Two giants of the US financial services market, insurer Metlife and investment bank JP Morgan, have begun a legal battle in the UK High Court over a $107m sum the insurance firm says it is owed after ‘breaches of contract’.
Metlife is suing its banker for not paying what it says is the true value of Argentine inflation-linked bonds, purchased in 2007, after the state rigged data to distort inflation figures.
The insurer’s Argentinean unit claims JP Morgan is using a figure it ‘knows to be false and distorted’, with the investment bank’s Buenos Aires managing director Facundo Manujin having acknowledged the state’s ‘falsification’ of inflation measurement the consumer price index.
Metlife has instructed Tim Strong, a disputes partner at Taylor Wessing, and John Taylor QC of Fountain Court to bring the claim. Metlife’s legal team will argue that the losses were caused by JP Morgan’s use of an index that economists argue only accounts for a third of true inflation levels and is not in good faith of the deal. The insurer is also seeking interest and costs.

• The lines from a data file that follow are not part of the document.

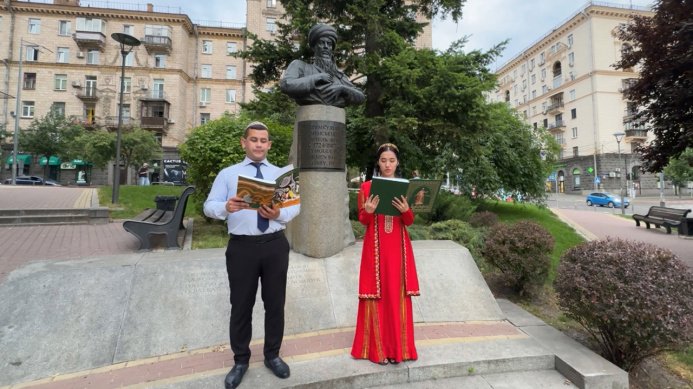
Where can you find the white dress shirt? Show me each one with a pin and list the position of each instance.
(243, 222)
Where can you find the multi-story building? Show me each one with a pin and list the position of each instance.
(182, 75)
(566, 82)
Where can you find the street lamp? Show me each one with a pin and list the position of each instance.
(127, 43)
(619, 136)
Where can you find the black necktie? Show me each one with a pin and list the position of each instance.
(262, 222)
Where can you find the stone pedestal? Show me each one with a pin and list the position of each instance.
(322, 229)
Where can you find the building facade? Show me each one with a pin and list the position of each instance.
(566, 83)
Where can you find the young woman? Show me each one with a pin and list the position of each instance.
(387, 280)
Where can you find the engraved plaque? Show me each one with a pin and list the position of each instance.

JP Morgan’s own economist admits that inflation levels were over double that of the consumer price index but the investment bank argues that there is ‘no event, no matter how grotesque the restrictions or limitations placed on the calculation’ that could alter the level of return on the bond.
Allen & Overy partner Calum Burnett and David Wolfson QC of One Essex Court have been instructed by JP Morgan. Hearings are set to conclude by 30th January.